Cássia levou alguns minutos debaixo do chuveiro, a água morna que caia sobre seu corpo lhe dava uma sensação única que esperou sentir desde que saíra da clínica. A jovem saíra do banheiro, já estava vestindo seu pijama confortável estampado com flores pequenas, seus cabelos estavam enrolados em sua toalha. Agora restava uma única coisa e por fim poderia dormir.
Caminhou até sua cozinha, pegou o interfone e discou o número da portaria, aguardou alguns segundos até ouvir a voz rouca de Severino do outro lado da linha.
— Portaria. Em que posso ajudar? — Severino respondeu enquanto Cássia ainda pensava sobre todo o ocorrido desde o beco até as escadarias de seu bloco. — Alô? — perguntou Severino confuso, pois não ouvira nenhuma resposta do interfone. — Se não disser nada, irei desligar!
— Severino! Não! É a Cássia!
— Cássia, está tudo bem?
— Está sim, só estava pensando em umas coisas, mas deixa pra lá... Queria pedir pra você verificar o elevador do bloco D. Acho que ele parou de funcionar.
— Cássia, os elevadores estão funcionando normalmente. Nenhum morador abriu reclamação, mas posso pedir para verificarem amanhã, pode ser? – Severino respondeu com toda calma e simpatia que eram característicos do homem.
— Tudo bem então, Severino. Quando terminarem a vistoria, por favor, me avise. Tenha uma boa noite! — disse Cássia prestes a encerrar a ligação, quando Severino lhe chamou atenção.
— Aliás, suas correspondências chegaram. Se quiser retirá-las é só passar aqui na portaria.
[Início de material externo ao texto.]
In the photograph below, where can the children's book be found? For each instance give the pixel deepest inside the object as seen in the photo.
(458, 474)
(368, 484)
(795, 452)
— Posso ver isso amanhã? Tive uma noite muito fora do comum e tô bastante cansada – Cássia respondeu e mesmo que não pudesse ver o homem, tinha certeza de que ele havia anuído. Despediram-se e a jovem desligou o interfone.
O que tá acontecendo hoje?
Cássia indagou-se ao seguir até seu quarto, antes de dormir colocou o telefone sobre a penteadeira para carregar, deixou seu abajur ligado e deitou-se. Esperou chegar o sono que tanto aguardou desde que saíra da clínica.